Si l’extraction du cuivre est avérée depuis des milliers d’années, une légende raconte qu’entre le XVIIe et le XIXe siècles, au cuivre se seraient accessoirement ajoutés quelques filons d’argent et d’or et qui donnera naissance au « Trésor d’Amen ». L’origine de l’existence d’une mine d’or à Amen – petit hameau non loin de Guillaumes aujourd’hui abandonné – vient sans doute d’un acte signé par Louis XIV, à la fin du XVIle siècle, qui accorde au Marquis de Villeneuve Beauregard, une concession englobant les indices cuprifères (qui renferment du cuivre) à Daluis.
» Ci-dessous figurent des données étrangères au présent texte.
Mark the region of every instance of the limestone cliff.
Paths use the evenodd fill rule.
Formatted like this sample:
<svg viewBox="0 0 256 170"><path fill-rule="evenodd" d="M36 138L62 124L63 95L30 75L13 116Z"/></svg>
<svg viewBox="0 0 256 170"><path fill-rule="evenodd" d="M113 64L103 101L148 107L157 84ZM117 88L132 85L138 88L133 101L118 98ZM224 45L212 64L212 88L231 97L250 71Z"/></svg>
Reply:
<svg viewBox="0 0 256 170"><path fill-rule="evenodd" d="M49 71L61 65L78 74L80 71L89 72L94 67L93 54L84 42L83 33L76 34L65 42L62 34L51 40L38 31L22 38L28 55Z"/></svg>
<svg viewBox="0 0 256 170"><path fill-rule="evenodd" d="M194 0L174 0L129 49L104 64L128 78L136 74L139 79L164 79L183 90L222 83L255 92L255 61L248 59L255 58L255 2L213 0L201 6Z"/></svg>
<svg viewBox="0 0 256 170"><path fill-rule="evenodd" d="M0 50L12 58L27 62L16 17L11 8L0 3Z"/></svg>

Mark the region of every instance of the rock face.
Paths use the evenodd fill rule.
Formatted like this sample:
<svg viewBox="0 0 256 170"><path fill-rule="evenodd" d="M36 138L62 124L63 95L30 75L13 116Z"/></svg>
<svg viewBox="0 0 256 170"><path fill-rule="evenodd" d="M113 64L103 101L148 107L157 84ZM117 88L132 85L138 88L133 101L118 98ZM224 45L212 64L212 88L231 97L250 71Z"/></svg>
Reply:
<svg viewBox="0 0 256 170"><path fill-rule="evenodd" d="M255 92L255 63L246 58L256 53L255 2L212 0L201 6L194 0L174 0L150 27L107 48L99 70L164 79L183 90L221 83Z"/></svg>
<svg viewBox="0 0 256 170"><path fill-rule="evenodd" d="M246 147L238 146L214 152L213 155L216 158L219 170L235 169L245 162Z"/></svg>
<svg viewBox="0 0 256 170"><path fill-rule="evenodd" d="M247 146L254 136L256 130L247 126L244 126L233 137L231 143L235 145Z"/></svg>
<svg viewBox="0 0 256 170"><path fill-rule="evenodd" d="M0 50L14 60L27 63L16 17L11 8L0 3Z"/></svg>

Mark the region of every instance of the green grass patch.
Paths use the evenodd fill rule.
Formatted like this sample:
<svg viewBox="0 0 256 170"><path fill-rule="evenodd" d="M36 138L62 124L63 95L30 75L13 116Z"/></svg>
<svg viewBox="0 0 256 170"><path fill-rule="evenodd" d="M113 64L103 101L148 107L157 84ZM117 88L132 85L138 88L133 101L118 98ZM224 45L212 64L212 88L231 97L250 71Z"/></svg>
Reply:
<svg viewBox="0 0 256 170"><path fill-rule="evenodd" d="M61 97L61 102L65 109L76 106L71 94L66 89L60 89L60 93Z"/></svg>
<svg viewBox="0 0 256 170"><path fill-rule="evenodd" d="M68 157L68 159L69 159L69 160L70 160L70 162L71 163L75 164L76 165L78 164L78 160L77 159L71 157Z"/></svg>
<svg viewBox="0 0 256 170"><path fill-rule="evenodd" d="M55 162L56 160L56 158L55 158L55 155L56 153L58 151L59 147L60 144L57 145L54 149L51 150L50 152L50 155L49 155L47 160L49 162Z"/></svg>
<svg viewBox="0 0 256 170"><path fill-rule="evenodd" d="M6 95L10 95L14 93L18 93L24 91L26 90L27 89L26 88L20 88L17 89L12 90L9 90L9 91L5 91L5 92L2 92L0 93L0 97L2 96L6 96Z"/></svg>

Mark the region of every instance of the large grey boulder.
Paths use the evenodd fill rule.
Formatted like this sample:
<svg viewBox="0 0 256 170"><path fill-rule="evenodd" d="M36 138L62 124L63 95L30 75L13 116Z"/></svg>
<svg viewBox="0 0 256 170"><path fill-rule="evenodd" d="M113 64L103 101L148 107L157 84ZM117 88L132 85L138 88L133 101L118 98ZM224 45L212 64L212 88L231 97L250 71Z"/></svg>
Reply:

Le trésor serait tout simplement ces grottes qui s’élèvent à deux cent cinquante mètres au-dessus du lit du Var sur le bord d’une falaise abrupte. Aujourd’hui, les mines ne se visitent pas. Mais, lorsqu’en levant les yeux, on comprend que les roches qui les abritent racontent une histoire géologique à l’échelle de 280 millions d’années, les paysages prennent une épaisseur temporelle inattendue.
‘‘ On a dénombré quarante-deux galeries ou amorces de galeries”
Remerciements à Gilbert Mari, ancien président de l’Association des Naturalistes de Nice et des Alpes-Maritimes.
Les mines de la réserve naturelle de Daluis recèlent un gisement extraordinaire de minéraux. Parmi ceux connus, neuf totalement nouveaux pour la science ont été répertoriés. Notamment la barrotite, inédit et unique au monde. Très complexe aux formes de cristaux hexagonaux, de couleur bleu profond, il a été mis à jour grâce à des échantillons récoltés par Gilbert Mari. Et, comme la découverte d’un nouveau minéral est un évènement relativement rare, elle a été avalisée et largement saluée par la communauté scientifique et géologique internationale en . Son nom rappelle le célèbre dôme du Barrot, le sommet du massif rouge où coulent les gorges de Daluis et du Cians et qui recèlent toutes ces merveilles. Ce qui fait qu’aujourd’hui, le Trésor d’Amen est surtout scientifique.